The composition of alveolar bone is the same as that of other bones:
  • 45% (by weight) inorganic hydroxyapatite of calcium phosphate
  • 30% organic matrix of collagen fibers
  • 25% water
The shape and position of the alveolar bone is determined to a great extent by the teeth and their function (Fig 3-21). For instance, all permanent incisors and maxillary canines, premolars, and molars are inclined in a vestibular direction; the mandibular canine stands rather vertically, while the mandibular posterior teeth show a lingual tendency. The bony layer on the roots is noticeably thin in the external (vestibular) alveolar region of the maxilla, so that the external compact bone and inner cribriform lamina fuse together.

Following tooth loss, the bone lamellae of the sockets are resorbed, and the thin, vestibular bone parts are seen to shrink more than the lingual areas. The alveolar crests appear to be shrinking in a direction of incline, which leads to narrowing of the maxillary ridge and widening of the mandibular ridge crest line.

Bone formation of the maxilla and mandible starts in week seven of fetal life from connective tissue cells. The tooth buds are visible at this stage. When the hard tissue is formed from the bell, thin bone lamellae develop and separate the individual tooth germs.These form the separating walls between the alveoli (alveolar septa), which at birth give rise to ten primitive tooth sockets in each jaw for the primary teeth. The permanent first molars are already noticeable in individual tooth sockets.

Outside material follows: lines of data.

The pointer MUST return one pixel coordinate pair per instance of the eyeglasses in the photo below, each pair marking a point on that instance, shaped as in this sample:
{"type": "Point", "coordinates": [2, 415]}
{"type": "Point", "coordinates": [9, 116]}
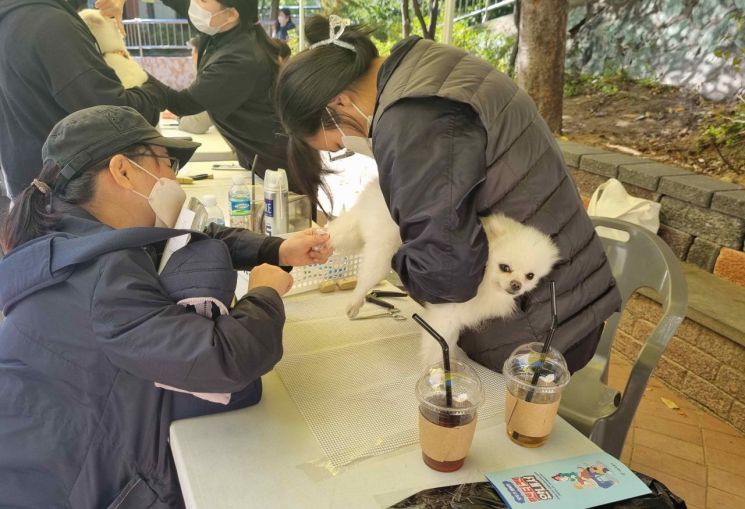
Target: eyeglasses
{"type": "Point", "coordinates": [173, 162]}
{"type": "Point", "coordinates": [338, 154]}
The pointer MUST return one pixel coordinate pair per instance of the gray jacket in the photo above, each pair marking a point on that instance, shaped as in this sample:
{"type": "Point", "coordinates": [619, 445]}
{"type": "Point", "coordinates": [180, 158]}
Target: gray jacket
{"type": "Point", "coordinates": [455, 139]}
{"type": "Point", "coordinates": [81, 422]}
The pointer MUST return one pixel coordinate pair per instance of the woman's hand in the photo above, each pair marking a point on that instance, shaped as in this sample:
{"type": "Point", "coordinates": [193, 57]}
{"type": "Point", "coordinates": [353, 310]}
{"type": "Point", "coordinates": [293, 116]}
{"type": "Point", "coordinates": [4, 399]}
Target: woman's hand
{"type": "Point", "coordinates": [306, 247]}
{"type": "Point", "coordinates": [270, 276]}
{"type": "Point", "coordinates": [112, 9]}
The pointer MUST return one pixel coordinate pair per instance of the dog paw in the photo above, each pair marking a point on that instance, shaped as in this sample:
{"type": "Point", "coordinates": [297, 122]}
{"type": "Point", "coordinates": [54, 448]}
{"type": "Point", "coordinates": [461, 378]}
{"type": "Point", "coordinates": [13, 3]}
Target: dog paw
{"type": "Point", "coordinates": [353, 308]}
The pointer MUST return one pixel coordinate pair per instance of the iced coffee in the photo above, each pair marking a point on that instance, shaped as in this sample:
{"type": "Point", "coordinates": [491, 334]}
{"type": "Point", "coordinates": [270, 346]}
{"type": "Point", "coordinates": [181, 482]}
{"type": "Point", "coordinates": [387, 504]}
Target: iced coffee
{"type": "Point", "coordinates": [448, 405]}
{"type": "Point", "coordinates": [534, 386]}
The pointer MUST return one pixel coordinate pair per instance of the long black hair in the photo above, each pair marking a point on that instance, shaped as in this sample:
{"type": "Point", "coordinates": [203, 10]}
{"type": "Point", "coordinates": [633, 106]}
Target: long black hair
{"type": "Point", "coordinates": [307, 83]}
{"type": "Point", "coordinates": [38, 209]}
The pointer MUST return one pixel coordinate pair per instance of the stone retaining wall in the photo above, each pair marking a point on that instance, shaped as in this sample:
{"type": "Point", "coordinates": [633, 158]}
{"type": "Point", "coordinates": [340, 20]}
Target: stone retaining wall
{"type": "Point", "coordinates": [700, 363]}
{"type": "Point", "coordinates": [702, 218]}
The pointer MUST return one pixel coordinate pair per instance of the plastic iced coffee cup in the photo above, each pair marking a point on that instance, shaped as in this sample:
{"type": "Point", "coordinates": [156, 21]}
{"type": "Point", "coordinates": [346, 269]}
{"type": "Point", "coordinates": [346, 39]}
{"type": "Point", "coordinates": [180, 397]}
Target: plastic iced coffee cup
{"type": "Point", "coordinates": [530, 410]}
{"type": "Point", "coordinates": [446, 432]}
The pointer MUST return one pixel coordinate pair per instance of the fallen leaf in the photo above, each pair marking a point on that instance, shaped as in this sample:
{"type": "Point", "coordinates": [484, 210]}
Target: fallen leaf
{"type": "Point", "coordinates": [672, 405]}
{"type": "Point", "coordinates": [625, 150]}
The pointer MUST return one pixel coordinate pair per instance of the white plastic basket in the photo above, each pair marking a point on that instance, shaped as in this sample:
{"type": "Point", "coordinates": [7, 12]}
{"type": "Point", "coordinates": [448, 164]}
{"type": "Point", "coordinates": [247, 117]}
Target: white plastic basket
{"type": "Point", "coordinates": [310, 277]}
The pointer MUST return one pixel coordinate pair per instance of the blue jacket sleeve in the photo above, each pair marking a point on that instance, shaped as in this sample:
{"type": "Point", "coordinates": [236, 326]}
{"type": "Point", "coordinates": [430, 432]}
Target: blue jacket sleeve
{"type": "Point", "coordinates": [145, 333]}
{"type": "Point", "coordinates": [430, 155]}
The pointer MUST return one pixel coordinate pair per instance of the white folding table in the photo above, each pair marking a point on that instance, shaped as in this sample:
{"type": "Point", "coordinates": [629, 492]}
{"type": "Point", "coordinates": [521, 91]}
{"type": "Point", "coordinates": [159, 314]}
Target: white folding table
{"type": "Point", "coordinates": [266, 456]}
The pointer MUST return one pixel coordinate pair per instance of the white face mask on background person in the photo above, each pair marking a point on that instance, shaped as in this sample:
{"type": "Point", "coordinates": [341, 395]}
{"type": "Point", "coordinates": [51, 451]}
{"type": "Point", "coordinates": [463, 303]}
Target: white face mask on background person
{"type": "Point", "coordinates": [201, 18]}
{"type": "Point", "coordinates": [166, 199]}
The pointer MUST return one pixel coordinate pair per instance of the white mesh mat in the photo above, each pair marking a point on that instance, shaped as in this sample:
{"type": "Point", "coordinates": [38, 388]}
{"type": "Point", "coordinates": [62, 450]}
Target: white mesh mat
{"type": "Point", "coordinates": [353, 381]}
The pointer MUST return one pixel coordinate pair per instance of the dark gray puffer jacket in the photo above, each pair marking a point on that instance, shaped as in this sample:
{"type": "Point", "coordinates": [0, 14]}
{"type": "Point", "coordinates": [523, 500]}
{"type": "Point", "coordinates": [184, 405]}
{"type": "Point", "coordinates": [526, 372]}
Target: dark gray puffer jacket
{"type": "Point", "coordinates": [455, 139]}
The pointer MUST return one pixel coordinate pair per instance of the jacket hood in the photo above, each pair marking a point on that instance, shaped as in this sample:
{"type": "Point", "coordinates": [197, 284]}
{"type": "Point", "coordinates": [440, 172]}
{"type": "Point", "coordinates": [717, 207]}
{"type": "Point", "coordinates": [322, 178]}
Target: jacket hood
{"type": "Point", "coordinates": [28, 269]}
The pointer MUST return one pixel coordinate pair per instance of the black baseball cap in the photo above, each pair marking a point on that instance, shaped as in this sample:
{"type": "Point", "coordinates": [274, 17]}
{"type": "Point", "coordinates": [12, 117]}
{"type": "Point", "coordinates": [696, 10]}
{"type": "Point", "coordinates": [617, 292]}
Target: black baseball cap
{"type": "Point", "coordinates": [92, 135]}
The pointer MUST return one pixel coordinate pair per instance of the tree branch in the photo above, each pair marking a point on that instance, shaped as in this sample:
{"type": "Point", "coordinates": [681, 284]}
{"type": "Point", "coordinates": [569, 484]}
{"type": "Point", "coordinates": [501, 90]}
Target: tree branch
{"type": "Point", "coordinates": [420, 17]}
{"type": "Point", "coordinates": [405, 19]}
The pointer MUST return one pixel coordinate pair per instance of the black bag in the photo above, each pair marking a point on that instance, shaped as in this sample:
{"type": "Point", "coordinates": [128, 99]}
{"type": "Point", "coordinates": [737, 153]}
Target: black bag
{"type": "Point", "coordinates": [482, 495]}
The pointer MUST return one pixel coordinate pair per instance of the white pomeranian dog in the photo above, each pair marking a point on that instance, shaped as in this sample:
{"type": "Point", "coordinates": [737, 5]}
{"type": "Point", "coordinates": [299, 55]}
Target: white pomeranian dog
{"type": "Point", "coordinates": [519, 256]}
{"type": "Point", "coordinates": [111, 42]}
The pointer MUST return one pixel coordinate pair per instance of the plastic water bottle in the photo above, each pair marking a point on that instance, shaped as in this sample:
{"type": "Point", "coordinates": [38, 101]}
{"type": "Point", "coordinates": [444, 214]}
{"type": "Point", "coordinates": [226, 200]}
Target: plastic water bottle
{"type": "Point", "coordinates": [240, 204]}
{"type": "Point", "coordinates": [276, 204]}
{"type": "Point", "coordinates": [214, 213]}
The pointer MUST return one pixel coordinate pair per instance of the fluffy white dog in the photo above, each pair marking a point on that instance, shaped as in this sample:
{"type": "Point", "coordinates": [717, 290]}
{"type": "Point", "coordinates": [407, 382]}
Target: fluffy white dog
{"type": "Point", "coordinates": [111, 42]}
{"type": "Point", "coordinates": [519, 256]}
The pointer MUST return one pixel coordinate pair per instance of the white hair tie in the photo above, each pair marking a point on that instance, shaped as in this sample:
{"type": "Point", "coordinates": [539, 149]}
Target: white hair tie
{"type": "Point", "coordinates": [336, 28]}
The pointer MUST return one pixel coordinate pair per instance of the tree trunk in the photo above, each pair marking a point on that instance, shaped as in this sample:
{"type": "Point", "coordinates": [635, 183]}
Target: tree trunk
{"type": "Point", "coordinates": [405, 18]}
{"type": "Point", "coordinates": [513, 53]}
{"type": "Point", "coordinates": [541, 52]}
{"type": "Point", "coordinates": [434, 10]}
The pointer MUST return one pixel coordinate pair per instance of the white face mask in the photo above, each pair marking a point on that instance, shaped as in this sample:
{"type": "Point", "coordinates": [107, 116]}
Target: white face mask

The tooth germs are surrounded by the dental follicles, which are later transformed into the periodontal ligament. During root formation and eruption of the teeth, however, the germs also induce growth of the alveolar processes. At the time of birth, the alveolar bones have grown beyond the occlusal level of the tooth germs. Then, during eruption, they grow in line with lengthening of the roots. At the same time, the fiber systems and the cementum for the periodontium develop.

Alveolar processes and alveolar bone develop as jaw components, dependent on tooth eruption, root growth, and differentiation of the periodontal ligament, and are therefore separate from the growth of the other parts of the jaw. During exfoliation and as the permanent dentition emerges, there are similar growth dependencies leading to a complete change of alveolar parts and alveolar arches to make them suited to the permanent dentition.